Monday, May. 21, 2001

Movies Into Musicals

By Jeffrey Ressner

TREND Old Hollywood movies are providing the inspiration for new stage musicals

HOW IT STARTED A venerable Broadway tradition, given fresh impetus by the smash success of The Producers

JUDGMENT CALL If only Mel Brooks could write them all La Jolla Playhouse

The Producers and The Full Monty, two Broadway musicals based on movies, dominated the Tony nominations last week--scoring 15 and 10 nods, respectively. Don't think theater producers aren't paying attention. At least half a dozen musicals based on feature films are in the works, and chances are they'll now be on a faster track to Broadway. Among them: Sweet Smell of Success, from the Burt Lancaster-Tony Curtis classic about a ruthless gossip columnist; Thoroughly Modern Millie, above, a reworking of the 1967 film starring Julie Andrews and Mary Tyler Moore; and musical versions of Summer of '42, That Thing You Do and John Waters' Hairspray.

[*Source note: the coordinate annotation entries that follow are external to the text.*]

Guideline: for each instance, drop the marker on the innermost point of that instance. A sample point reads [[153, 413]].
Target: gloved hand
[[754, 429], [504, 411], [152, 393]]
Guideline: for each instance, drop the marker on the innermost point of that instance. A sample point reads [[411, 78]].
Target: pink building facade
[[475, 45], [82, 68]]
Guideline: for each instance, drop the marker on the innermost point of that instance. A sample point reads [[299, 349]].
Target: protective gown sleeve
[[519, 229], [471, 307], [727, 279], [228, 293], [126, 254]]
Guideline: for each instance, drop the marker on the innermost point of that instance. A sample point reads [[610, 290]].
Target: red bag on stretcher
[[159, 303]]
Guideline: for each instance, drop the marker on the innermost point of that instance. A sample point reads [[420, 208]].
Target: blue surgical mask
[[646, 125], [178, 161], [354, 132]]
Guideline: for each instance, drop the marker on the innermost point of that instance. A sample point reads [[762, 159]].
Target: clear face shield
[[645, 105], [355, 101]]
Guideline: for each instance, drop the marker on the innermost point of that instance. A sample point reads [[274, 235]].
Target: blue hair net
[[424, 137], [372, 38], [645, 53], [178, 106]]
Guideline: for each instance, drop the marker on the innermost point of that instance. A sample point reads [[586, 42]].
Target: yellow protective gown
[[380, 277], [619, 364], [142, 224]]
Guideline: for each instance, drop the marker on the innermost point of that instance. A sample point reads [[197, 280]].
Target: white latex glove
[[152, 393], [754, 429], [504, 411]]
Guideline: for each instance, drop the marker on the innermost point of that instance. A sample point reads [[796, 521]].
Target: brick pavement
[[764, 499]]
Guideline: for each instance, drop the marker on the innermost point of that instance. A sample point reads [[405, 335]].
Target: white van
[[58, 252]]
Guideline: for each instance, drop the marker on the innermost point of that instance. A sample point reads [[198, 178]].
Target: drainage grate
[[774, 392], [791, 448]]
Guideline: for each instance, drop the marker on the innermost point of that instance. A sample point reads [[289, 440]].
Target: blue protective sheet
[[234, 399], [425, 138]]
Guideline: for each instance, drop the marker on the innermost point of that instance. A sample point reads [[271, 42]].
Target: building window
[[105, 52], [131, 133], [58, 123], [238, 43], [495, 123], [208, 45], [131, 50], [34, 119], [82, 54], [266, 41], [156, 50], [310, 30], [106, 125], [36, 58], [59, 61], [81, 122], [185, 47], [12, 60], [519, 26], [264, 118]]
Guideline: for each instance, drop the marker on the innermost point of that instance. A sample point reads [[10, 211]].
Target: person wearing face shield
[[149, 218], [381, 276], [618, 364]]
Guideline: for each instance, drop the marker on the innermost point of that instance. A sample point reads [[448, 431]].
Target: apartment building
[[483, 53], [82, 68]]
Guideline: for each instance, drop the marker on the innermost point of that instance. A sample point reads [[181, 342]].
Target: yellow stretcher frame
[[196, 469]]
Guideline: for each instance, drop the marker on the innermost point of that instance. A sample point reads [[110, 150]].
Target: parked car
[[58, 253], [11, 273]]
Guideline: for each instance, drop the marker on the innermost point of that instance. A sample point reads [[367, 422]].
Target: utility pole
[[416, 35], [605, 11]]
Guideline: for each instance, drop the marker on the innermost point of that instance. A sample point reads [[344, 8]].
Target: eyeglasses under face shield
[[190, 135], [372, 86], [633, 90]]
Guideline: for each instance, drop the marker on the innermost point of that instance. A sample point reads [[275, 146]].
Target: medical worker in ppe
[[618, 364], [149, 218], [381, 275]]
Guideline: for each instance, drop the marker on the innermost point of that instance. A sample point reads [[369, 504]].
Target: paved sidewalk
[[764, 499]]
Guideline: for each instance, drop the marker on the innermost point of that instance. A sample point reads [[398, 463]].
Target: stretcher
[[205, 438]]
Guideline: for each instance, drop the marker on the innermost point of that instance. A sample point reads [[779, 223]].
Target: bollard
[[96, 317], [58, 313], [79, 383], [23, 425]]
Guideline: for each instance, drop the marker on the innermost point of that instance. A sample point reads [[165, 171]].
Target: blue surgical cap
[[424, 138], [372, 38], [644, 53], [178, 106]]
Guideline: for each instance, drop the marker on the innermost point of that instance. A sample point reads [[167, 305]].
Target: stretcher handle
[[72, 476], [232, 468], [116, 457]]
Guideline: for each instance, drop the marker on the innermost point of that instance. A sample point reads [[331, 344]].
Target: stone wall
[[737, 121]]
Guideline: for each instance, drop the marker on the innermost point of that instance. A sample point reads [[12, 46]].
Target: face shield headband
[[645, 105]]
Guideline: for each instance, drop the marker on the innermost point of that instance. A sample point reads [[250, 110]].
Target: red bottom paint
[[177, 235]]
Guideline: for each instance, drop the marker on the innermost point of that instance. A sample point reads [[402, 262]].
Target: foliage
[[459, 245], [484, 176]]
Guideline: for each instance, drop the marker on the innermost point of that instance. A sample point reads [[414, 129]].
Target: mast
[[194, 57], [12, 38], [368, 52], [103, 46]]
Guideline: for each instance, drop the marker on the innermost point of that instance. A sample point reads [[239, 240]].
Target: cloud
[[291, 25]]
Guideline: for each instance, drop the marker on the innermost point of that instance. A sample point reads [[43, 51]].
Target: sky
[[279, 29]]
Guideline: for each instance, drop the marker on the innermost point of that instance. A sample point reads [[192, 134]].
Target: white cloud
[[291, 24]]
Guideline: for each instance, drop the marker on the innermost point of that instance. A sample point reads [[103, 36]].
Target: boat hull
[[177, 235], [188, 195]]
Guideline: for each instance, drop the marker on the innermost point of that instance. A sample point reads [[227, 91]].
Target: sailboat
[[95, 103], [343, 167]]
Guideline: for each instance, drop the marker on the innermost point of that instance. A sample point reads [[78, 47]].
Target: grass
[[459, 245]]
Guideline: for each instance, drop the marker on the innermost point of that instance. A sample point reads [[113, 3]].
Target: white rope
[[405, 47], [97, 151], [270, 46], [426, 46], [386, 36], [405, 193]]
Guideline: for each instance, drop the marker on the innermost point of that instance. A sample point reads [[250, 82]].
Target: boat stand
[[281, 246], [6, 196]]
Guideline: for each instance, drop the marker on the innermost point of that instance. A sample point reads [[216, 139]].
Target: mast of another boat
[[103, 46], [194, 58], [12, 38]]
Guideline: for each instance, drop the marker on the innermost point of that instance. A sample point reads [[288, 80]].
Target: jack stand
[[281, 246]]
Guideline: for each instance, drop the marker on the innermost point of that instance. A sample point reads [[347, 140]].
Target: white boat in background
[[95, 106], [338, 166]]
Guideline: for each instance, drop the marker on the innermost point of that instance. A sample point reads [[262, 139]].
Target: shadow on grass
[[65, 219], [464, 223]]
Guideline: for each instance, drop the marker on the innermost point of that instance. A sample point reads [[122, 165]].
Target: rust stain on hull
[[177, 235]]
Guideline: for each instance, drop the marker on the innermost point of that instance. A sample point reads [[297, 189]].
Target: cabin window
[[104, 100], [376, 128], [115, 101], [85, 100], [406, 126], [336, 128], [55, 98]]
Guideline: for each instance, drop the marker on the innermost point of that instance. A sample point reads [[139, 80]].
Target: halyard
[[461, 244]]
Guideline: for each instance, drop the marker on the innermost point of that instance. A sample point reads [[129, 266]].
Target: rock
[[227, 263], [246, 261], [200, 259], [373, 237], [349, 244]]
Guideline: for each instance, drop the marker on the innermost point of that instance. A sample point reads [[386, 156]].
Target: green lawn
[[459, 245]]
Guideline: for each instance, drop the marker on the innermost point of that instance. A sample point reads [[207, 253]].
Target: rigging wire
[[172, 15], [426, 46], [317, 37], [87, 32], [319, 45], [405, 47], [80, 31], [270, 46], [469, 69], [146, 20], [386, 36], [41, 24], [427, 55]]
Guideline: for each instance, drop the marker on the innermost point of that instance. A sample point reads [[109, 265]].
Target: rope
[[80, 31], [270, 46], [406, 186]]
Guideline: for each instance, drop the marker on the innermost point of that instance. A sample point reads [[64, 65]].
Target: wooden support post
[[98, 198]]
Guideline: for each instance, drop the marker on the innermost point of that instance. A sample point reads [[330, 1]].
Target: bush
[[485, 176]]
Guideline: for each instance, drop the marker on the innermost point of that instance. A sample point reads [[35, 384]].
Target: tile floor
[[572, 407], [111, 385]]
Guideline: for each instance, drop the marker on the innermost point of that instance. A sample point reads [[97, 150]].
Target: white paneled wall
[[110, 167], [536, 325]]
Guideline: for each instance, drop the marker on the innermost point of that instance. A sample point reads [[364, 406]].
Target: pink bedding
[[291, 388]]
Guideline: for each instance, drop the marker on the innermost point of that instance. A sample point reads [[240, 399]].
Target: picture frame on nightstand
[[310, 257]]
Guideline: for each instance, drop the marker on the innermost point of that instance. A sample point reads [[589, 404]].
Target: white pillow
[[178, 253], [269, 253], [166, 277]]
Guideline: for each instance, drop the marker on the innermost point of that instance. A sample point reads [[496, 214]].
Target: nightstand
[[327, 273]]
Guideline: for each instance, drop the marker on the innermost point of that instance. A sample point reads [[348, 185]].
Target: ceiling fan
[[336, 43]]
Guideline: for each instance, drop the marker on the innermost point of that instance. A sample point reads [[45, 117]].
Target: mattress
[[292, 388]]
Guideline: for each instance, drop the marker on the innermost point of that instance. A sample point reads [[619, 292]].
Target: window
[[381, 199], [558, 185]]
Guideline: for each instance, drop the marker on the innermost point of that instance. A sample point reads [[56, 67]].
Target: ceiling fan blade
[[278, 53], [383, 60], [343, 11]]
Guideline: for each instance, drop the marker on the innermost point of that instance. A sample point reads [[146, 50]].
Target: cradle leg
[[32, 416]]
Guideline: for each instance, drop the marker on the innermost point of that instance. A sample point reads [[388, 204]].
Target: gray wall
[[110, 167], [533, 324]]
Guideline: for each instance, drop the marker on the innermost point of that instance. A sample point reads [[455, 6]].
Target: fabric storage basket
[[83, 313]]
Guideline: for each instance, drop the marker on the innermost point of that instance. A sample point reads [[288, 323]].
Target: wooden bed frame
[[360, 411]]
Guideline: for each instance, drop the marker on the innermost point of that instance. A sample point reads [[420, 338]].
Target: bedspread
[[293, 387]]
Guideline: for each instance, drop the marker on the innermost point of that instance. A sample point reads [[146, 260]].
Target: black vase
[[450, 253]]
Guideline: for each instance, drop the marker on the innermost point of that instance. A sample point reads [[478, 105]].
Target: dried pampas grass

"It certainly seems seductive at the moment," says producer Ira Pittelman, who hopes to have a musical based on the Oscar-winning Moonstruck in workshop this fall. "People are looking to classic films and, in a way, Moonstruck is an aria with big, wide emotions." And if you can't wait for these shows to make the long trip to the stage, the first post-Producers movie-inspired musical is already here: The It Girl, about the life of silent-screen-star Clara Bow, which New York City's York Theater Company has just opened off-Broadway.